See References for other means of deriving bootstrap intervals.

References

Davison, A.C., and Hinkley, D.V. (1997) Bootstrap methods and their application. Cambridge University Press.

See Also

boot.mle, mle, Q.conf.int

Examples

data(yarns)
x <- yarns$x
fit.x <- mle(x,'gamma',c(.1,.1))
Q.conf.int(p=c(.5,.9,.95,.99),model=fit.x,alpha=.01,ln=FALSE)
# should be run again with B = 1000, for example...
boot.x <- boot.mle(model=fit.x,B=50)
Q.boot.ci(p=c(.5,.9,.95,.99),boot=boot.x,alpha=.01)

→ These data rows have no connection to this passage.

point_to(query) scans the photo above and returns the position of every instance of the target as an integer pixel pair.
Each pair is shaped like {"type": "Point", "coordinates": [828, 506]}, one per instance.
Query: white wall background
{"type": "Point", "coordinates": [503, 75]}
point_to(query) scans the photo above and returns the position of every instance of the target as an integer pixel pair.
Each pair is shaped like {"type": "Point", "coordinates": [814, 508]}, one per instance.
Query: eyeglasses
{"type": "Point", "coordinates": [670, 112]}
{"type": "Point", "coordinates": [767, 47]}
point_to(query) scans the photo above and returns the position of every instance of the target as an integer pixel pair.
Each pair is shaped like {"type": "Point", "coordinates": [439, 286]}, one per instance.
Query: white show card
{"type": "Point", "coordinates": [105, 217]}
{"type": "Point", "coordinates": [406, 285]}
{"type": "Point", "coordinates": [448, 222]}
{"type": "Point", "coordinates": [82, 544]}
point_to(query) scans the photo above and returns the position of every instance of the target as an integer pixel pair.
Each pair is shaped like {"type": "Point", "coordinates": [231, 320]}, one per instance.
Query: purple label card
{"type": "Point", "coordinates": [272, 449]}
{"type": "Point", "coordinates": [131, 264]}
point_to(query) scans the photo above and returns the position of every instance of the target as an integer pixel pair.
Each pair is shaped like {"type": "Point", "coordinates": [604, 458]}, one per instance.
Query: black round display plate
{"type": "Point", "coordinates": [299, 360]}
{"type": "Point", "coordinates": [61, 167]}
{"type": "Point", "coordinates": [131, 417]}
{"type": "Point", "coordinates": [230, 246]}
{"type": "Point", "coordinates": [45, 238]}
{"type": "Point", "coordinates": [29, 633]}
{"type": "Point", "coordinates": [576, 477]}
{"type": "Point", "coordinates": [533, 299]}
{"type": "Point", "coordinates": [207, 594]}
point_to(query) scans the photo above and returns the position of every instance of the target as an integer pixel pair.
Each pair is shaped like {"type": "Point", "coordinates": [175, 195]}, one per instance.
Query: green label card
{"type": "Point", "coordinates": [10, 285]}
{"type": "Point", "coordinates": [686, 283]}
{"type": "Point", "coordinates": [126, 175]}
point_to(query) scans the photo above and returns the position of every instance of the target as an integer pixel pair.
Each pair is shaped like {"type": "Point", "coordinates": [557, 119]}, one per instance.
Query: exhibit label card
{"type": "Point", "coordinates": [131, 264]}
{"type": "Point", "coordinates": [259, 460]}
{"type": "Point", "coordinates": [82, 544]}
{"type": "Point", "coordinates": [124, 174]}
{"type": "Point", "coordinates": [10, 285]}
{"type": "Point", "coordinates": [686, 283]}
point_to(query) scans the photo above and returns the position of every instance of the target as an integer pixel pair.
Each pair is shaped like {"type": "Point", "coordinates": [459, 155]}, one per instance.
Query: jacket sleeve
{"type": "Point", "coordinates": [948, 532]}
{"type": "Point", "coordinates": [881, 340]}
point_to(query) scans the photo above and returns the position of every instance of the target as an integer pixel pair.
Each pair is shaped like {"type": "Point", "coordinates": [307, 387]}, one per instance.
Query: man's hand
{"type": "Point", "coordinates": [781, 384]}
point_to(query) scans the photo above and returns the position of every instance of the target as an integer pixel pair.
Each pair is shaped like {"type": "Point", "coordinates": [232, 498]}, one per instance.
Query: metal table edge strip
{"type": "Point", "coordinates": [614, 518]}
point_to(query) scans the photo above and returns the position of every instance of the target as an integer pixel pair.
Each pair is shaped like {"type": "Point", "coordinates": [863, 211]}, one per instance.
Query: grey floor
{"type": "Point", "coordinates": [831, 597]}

Approximate Confidence Intervals for p-th Quantile

Description

This function can be used to derive approximate confidence intervals for the p-th quantile of the fitted distribution (see mle).

Usage

Q.conf.int(p, model, alpha = 0.1, ln = FALSE)

Arguments

p

Vector of probabilities.
model

mle object corresponding to the fitted model.
alpha

1-alpha is the interval's coverage probability.
ln

whether or not the confidence interval of the p-th quantile should be computed on the natural logarithmic scale (see Details).

Details

The p-th quantile confidence interval is derived using the observed Fisher's information matrix in conjuction with the well-known delta method. Here, Q.conf.int allows the user to chose between two types of confidence intervals: one that is computed on the original scale and one that is computed on the quantile's natural logarithmic scale.

Value

The function returns a 3-by-length(p) array containing, for each value of p, the confidence interval's lower and upper bounds, as well as the quantile point estimate (maximum likelihood).

References

Rice, J.A. (2006) Mathematical statistics and data analysis. Duxbury Press, 3rd edition (regarding the Delta method).

See Also

plot.mle

Examples

data(yarns)
x <- yarns$x
fit.x <- mle(x,'gamma',c(.1,.1))
Q.conf.int(p=c(.5,.9,.95,.99),model=fit.x,alpha=.01,ln=FALSE)
Q.conf.int(p=c(.5,.9,.95,.99),model=fit.x,alpha=.01,ln=TRUE)

Annual Maximum Daily Mean Flow Data (NB, Canada)

Description

This dataset is taken from the HYDAT database, and corresponds to realized values of annual maximum daily mean flows (in m3/sm^3/s).

Usage

data(station01AJ010)

Format

A vector of observations.

Source

Hydrometric station 01AJ010

References

Environment Canada: https://wateroffice.ec.gc.ca/

Yarns Failure Data

Description

This dataset is taken from Gamerman and Lopes (2006) (also see references therein), and consists of 100 cycles-to-failure times for airplane yarns.

Usage

data(yarns)

Format

A data.frame object - one column of 100 observations.

Source

Gamerman and Lopes (2006), page 255 (also see references therein).

References

Gamerman, D., and Lopes H.F. (2006). Markov Chain Monte Carlo: Stochastic simulation for Bayesian inference. 2nd edition, Chapman & Hall/CRC.